E aí, já não há democracia que
aguente. Que se sustente.
Posso criticar o meu semelhante,
o meu vizinho, o gato do meu vizinho, como posso criticar o governador e a
presidenta da República. Sim, tenho esse direito. Temos todos esse direito, o
de criticar, o de opor a uma opinião a nossa opinião. De dizer sim, ou de dizer
não. De lutar por aquilo em que acredito.
Mas...
Ah! Essa adversativa, essa
maldita adversativa, que os totalitários odeiam. Ou só a usam a seu favor,
porque não conseguem entender os sutis mecanismos da democracia e a cospem de
suas falas, de seus textos.
Para eles, não há possibilidade
de oposição. Porque são os recalcados do pensamento único. E se alguém é
diferente, se alguém pensa diferente, é "pau na moleira dele", que
está marchando com pé trocado. Todos têm que marchar exatamente no mesmo passo.
Aliás, eles adoram uma "marcha", um "ombro-armas"!
São os patrulheiros do pensamento
alheio. Não largam nunca seus fuzis, suas metralhadoras giratórias, suas
granadas: o "inimigo" somos todos nós, que temos opinião e são todos
os que dizem ou fazem alguma coisa com a qual não concordam.
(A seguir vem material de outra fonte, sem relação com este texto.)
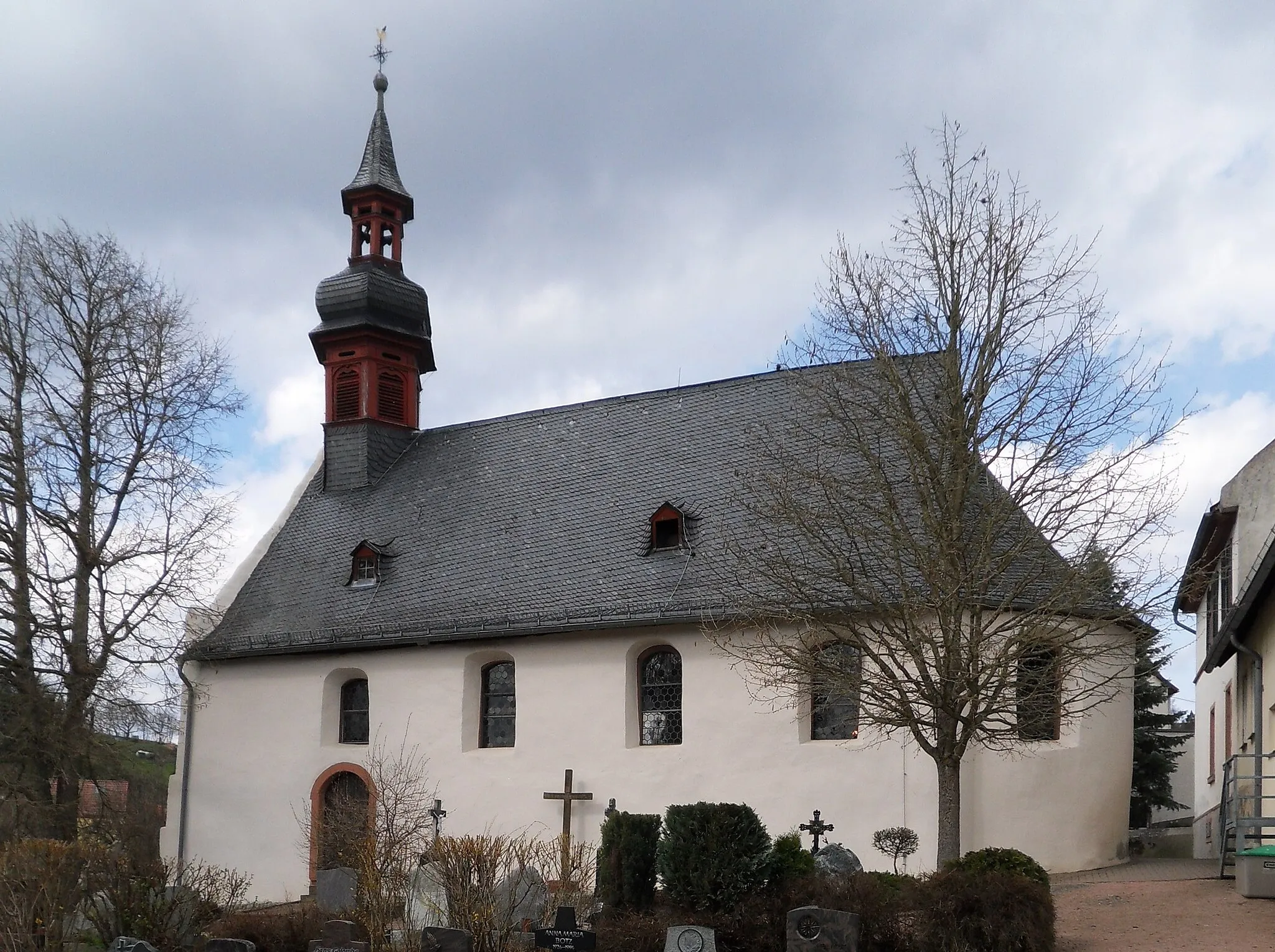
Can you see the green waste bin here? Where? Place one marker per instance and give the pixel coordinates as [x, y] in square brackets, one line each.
[1255, 872]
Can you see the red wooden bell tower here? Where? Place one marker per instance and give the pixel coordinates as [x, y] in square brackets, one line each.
[374, 334]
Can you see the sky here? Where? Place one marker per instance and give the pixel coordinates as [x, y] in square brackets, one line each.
[614, 198]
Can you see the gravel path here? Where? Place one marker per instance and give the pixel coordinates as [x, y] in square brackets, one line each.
[1164, 910]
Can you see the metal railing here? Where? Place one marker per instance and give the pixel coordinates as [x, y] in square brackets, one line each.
[1247, 808]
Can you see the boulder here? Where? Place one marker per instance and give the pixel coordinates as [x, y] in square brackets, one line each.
[835, 859]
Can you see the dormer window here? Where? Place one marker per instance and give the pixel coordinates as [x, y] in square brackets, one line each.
[366, 566]
[667, 528]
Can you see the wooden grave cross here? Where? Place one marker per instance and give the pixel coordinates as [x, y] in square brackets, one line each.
[567, 797]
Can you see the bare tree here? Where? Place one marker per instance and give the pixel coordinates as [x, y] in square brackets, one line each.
[110, 522]
[944, 510]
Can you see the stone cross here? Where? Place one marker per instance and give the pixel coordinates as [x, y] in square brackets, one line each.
[567, 797]
[816, 827]
[438, 813]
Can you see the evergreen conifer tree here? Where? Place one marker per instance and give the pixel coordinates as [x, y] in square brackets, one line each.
[1157, 746]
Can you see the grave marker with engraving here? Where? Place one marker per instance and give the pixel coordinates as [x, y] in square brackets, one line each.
[565, 936]
[690, 938]
[814, 930]
[338, 936]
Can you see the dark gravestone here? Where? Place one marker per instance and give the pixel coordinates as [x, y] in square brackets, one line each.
[338, 936]
[230, 946]
[334, 888]
[814, 930]
[126, 943]
[435, 938]
[565, 936]
[690, 938]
E, o pior: muitas vezes, não
concordam e se lançam ao ataque, sem nem mesmo entenderem o que o outro falou,
ou escreveu. Tudo é motivo de "patrulhamento": a piada mal contada, a
ironia não entendida, a crítica não assimilada, o posicionamento filosófico, a
opção sexual, o voto declarado, o apoio ou não a alguém...
Mas, não pensem que atacam com
argumentos, com ideias, com oposição. Não. As patrulhas atacam com o mais
rasteiro dos argumentos: o xingamento, a ofensa, a ameaça. O argumento dos que
não têm argumentos. E quando podem, com "carteiradas" - "sabem
com quem está falando?" "Não sou deus, mas sou juiz" (ou
delegado, ou deputado, ou... qualquer outra "otoridade")!
É quase impossível acabar com as
patrulhas. Mas, está na hora de se começar a dizer: chega!
Se quer discutir, discuta. Se
quer criticar, critique. Se quer opinar, opine. Sem patrulha, no entanto. Com
civilidade. Dentro das regras da democracia.
Chega! Chega de patrulhamento!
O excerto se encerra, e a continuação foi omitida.